M. Cappello1, I. Bravatà1, A. Aiello1, V. Calvaruso1, D. Torres2, A. Tuttolomondo2, A. Licata1, A. Craxì1, C. Cammà1, 1University of Palermo, Gastroenterology Section, DiBiMis, Palermo, Italy, 2University of Palermo, Internal Medicine and Cardioangiology Section, DiBiMis, Palermo, Italy


Recent studies have documented an increased cardiovascular risk in IBD patients. Our study aimed at investigating the prevalence of intima-media thickness (IMT) of the carotid arteries and of the arterial stiffness indices as signs of early atherosclerosis in young patients with IBD.


We recruited 68 consecutive IBD patients (35 males), and 38 sex and age matched HC. Median age was 31.6±8.1 years. Data on clinical and demographic features, cardiovascular risk factors, personal and familial history of cardiovascular events, concomitant therapies were registered on a dedicate database. Forty-five out of IBD patients had Crohn's disease (CD) and 23 had Ulcerative Colitis (UC). Twenty-two CD patients had a disease duration greater than 5 years and 9 showed a clinically active disease. In the UC group 8 patients had a disease duration greater than 5 years and 3 clinically active disease. Sixteen out of 68 IBD patients were smokers, 9 ex-smokers; 29 had a family history of cardiovascular events, 3 were hypertensive and 2 patients had diabetes mellitus, 21 had a BMI greater than 25. Left and right carotid IMT was evaluated using high resolution B-mode ultrasonography. Arterial stiffness was assessed by measurement of carotid-femoral Pulse Wave Velocity (PWV) and Augmentation Index (AI).

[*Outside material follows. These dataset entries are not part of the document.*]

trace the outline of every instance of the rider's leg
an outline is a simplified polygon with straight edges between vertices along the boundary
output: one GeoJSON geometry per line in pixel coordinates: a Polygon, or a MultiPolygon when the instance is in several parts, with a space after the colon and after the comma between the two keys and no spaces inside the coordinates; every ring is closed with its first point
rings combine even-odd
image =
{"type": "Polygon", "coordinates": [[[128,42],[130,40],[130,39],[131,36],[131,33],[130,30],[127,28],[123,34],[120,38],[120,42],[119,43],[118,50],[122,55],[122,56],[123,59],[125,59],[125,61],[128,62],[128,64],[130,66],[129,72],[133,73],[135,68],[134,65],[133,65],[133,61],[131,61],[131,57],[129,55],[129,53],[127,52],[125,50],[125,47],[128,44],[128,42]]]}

there was a statistically significant difference between IBD patients and HC for total cholesterol values (P < 0.013) and LDL-cholesterol (P < 0.019). There was no difference in lipid profile between CD and UC. Overall, there was a trend toward significance in the distribution of BMI values between patients and HC (P 0.082). Right carotid IMT was higher in IBD group than in controls (P < 0.047), but there was no statistically significant difference between subjects with CD and UC. Moreover, PWV average and AORTIC AIX (AIx) were significantly higher in patients than in controls (P < 0.006 and P < 0.004 respectively).


In our study we have found signs of early onset ATS in young patients with IBD. Therefore, clinical follow-up of IBD patients should include assessment at diagnosis and monitoring of IMT of the carotid arteries and of the arterial stiffness in order to reduce the risk of cardiovascular events.